すると、俺が起きたことに気が付いたネムが、「きゅ! きゅ!」とはしゃいだ。
俺はそんなネムを優しく撫でると、色々と考える。
「んーさっきの戦いは成功っちゃ成功だけど、改善点は結構あるな。まあ、初めてやったことだから、仕方ないか……」
数多のスライムを使って、敵を数の暴力で圧倒する。そんな一見シンプルそうに見える戦術が、俺の切り札の1つだ。
だが、ただスライムを向かわせるだけでは、こっちの損害がめちゃくちゃ大きくなる。
そこで目をつけたのが、魔物を自身の下へ召喚する能力だ。
これを使えば、一瞬で殺されそうになっているスライムを、安全地帯へ避難させられると思ったのだ。
だけど、大量にいるスライムの中から、殺されそうになっているスライムを見つけるのは至難の業。

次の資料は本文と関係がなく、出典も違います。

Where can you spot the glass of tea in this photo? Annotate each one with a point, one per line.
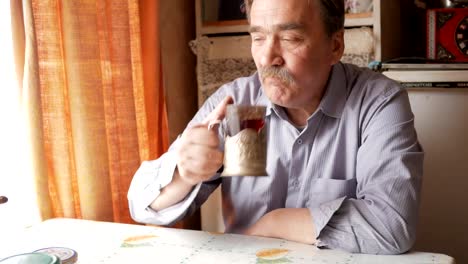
(245, 144)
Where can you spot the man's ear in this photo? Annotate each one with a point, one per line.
(337, 41)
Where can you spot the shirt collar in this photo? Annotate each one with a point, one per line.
(333, 101)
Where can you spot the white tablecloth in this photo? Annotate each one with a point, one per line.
(102, 242)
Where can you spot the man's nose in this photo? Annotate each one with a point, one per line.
(272, 54)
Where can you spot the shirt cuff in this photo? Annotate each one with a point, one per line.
(322, 214)
(146, 186)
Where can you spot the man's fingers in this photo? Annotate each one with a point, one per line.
(220, 111)
(200, 135)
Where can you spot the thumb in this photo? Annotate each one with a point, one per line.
(220, 111)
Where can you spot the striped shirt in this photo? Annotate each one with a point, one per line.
(356, 165)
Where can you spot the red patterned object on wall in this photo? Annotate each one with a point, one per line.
(447, 34)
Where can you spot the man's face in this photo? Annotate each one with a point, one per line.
(291, 50)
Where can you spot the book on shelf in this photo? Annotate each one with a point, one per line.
(423, 66)
(435, 84)
(430, 78)
(428, 75)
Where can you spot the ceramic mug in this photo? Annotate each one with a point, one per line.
(359, 6)
(245, 141)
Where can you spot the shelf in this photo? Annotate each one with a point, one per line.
(359, 19)
(228, 26)
(242, 26)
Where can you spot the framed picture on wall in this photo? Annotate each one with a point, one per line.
(223, 10)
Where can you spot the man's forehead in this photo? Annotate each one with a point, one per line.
(280, 14)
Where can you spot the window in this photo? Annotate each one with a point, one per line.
(16, 180)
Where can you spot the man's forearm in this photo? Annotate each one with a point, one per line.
(294, 224)
(171, 194)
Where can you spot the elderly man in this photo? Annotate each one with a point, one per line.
(343, 159)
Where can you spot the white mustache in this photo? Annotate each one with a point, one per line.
(276, 72)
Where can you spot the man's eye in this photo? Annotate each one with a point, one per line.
(290, 39)
(257, 39)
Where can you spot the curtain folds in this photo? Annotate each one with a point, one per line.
(93, 97)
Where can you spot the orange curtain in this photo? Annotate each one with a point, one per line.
(93, 98)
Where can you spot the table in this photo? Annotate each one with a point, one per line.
(104, 242)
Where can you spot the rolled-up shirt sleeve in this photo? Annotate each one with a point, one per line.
(146, 186)
(154, 175)
(382, 217)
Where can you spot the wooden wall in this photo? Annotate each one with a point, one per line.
(177, 25)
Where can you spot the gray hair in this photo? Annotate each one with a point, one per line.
(332, 12)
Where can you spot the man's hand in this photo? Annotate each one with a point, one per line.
(198, 159)
(198, 154)
(293, 224)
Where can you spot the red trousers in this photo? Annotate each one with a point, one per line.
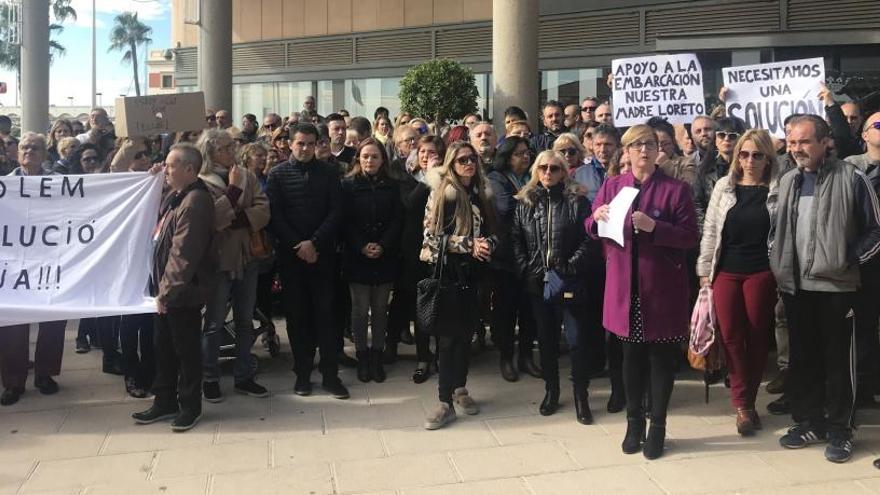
(15, 346)
(744, 306)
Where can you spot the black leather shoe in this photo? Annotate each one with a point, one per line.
(654, 443)
(508, 372)
(421, 375)
(635, 435)
(155, 413)
(376, 369)
(46, 385)
(550, 404)
(582, 406)
(11, 395)
(528, 365)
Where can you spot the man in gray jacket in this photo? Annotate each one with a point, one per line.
(827, 224)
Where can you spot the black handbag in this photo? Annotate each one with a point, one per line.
(444, 306)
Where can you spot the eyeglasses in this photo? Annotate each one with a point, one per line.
(757, 156)
(467, 160)
(647, 145)
(552, 168)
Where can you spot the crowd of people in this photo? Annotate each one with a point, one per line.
(344, 217)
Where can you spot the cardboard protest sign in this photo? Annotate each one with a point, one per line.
(764, 95)
(76, 246)
(144, 115)
(668, 86)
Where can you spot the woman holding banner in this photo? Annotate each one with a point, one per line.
(646, 290)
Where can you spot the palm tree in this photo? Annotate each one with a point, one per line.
(127, 35)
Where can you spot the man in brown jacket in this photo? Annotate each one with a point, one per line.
(184, 263)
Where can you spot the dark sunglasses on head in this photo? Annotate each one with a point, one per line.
(756, 155)
(467, 160)
(552, 168)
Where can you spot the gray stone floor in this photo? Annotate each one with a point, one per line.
(82, 441)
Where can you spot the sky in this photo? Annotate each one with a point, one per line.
(70, 75)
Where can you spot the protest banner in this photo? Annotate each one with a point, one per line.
(764, 95)
(75, 246)
(668, 86)
(145, 115)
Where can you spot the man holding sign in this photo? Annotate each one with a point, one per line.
(668, 86)
(14, 339)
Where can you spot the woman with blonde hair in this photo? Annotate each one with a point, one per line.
(459, 227)
(646, 288)
(241, 208)
(734, 261)
(551, 252)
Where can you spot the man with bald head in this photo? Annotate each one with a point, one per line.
(483, 137)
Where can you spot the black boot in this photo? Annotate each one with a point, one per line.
(376, 368)
(635, 435)
(617, 400)
(550, 404)
(654, 444)
(582, 405)
(364, 366)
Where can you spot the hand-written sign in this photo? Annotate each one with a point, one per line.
(764, 95)
(76, 245)
(668, 86)
(144, 115)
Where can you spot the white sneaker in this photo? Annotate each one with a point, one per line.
(443, 415)
(465, 401)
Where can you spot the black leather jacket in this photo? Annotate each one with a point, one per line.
(551, 222)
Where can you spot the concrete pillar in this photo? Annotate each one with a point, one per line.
(515, 58)
(35, 66)
(215, 53)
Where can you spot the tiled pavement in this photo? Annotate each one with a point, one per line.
(82, 441)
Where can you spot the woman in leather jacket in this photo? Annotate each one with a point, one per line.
(550, 246)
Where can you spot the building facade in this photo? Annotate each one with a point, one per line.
(352, 53)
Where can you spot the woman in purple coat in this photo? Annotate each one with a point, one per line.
(646, 288)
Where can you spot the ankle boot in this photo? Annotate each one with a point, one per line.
(550, 404)
(376, 369)
(635, 435)
(654, 444)
(363, 365)
(582, 406)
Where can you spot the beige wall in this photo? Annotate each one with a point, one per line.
(260, 20)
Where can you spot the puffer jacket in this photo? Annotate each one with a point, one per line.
(305, 204)
(371, 212)
(723, 199)
(713, 168)
(548, 233)
(238, 212)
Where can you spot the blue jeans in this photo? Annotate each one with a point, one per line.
(244, 294)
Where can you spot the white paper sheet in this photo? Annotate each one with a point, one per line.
(617, 215)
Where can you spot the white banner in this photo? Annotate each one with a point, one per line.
(75, 246)
(668, 86)
(764, 95)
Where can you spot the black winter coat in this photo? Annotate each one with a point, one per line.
(306, 204)
(371, 212)
(556, 215)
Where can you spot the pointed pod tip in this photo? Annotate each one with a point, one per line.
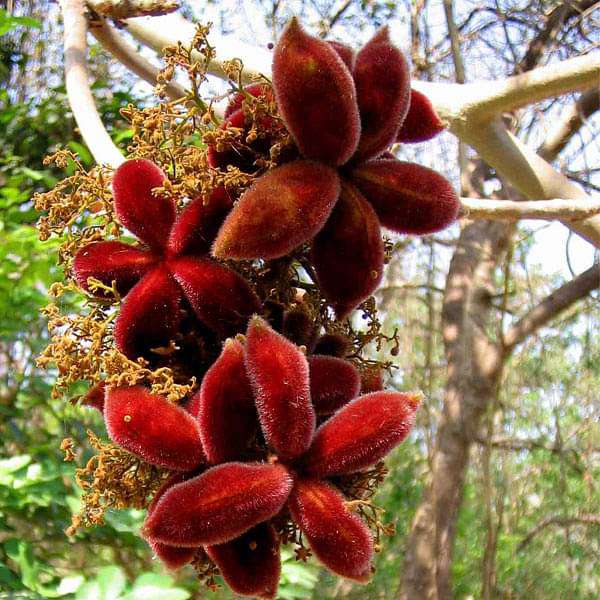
(257, 322)
(382, 35)
(415, 399)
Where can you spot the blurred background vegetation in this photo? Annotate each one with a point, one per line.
(533, 473)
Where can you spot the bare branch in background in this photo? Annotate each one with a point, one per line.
(127, 55)
(559, 521)
(79, 93)
(552, 305)
(571, 122)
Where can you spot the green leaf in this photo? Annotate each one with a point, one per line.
(151, 586)
(112, 582)
(8, 22)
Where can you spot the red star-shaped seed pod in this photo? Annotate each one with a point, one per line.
(343, 111)
(172, 267)
(264, 390)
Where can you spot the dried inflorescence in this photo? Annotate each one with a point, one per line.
(279, 464)
(240, 433)
(342, 120)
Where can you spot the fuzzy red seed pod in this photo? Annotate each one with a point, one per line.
(407, 197)
(280, 378)
(153, 428)
(149, 316)
(339, 539)
(227, 415)
(371, 380)
(146, 215)
(333, 344)
(172, 557)
(316, 96)
(283, 209)
(220, 297)
(348, 253)
(250, 564)
(346, 53)
(360, 434)
(382, 81)
(258, 90)
(333, 383)
(111, 261)
(196, 227)
(299, 327)
(422, 122)
(219, 505)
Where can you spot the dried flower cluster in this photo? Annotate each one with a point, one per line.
(242, 410)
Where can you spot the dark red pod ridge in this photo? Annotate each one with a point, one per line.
(316, 96)
(408, 198)
(219, 505)
(149, 315)
(382, 81)
(360, 433)
(226, 411)
(197, 225)
(172, 557)
(148, 216)
(422, 122)
(283, 209)
(333, 383)
(153, 428)
(339, 539)
(250, 564)
(348, 253)
(220, 297)
(111, 261)
(280, 378)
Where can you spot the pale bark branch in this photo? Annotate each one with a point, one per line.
(590, 519)
(459, 105)
(551, 306)
(525, 170)
(550, 81)
(125, 9)
(550, 210)
(127, 55)
(79, 93)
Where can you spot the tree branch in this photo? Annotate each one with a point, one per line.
(507, 210)
(126, 54)
(539, 84)
(525, 170)
(124, 9)
(546, 37)
(590, 519)
(551, 306)
(79, 94)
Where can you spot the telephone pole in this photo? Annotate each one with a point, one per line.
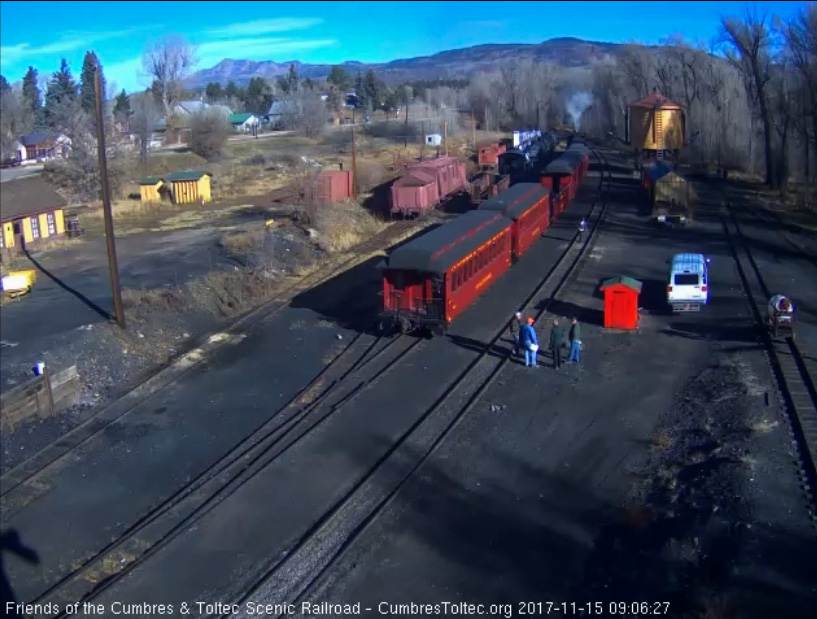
(106, 201)
(354, 163)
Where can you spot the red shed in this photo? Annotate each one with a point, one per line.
(621, 302)
(330, 186)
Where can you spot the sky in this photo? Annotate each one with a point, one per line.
(326, 32)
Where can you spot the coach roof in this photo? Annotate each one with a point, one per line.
(439, 249)
(517, 200)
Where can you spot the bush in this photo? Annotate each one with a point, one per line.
(209, 131)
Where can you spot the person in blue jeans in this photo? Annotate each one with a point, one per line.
(575, 336)
(529, 343)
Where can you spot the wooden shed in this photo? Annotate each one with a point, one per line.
(189, 186)
(150, 189)
(621, 302)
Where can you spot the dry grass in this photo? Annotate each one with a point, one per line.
(342, 226)
(165, 299)
(243, 241)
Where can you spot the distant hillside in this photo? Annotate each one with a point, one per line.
(456, 63)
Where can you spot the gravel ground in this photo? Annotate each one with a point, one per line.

そんな問題の解決策として俺が目をつけたのが、空間把握ってわけだ。
あと、問題になるのは、俺自身が無防備になってしまうことだ。流石にこれをやると、どう考えても自分自身にまで手が回らない。
だったら、安全な場所で、遠距離から出来るようにすればいいじゃないということで、考案したのが、スライム越しにスライムを自身の下へ召喚する能力を行使することだ。例の如くこれも文献には一切のっていなかったが、スライム越しに”テイム”が使えるんだったら、これも使えるんじゃないかって思って試してみたんだ。
そしたら予想通り、使えたって訳だ。
「まあ、今回でだいぶ理解できた」
こんな大規模な戦い方、普段じゃまずできない。
森でやれないこともなかったが、手札はなるべく他者に見せたくない主義だからね。
で、ようやく本日使ってみた結果、改善点が見つかった。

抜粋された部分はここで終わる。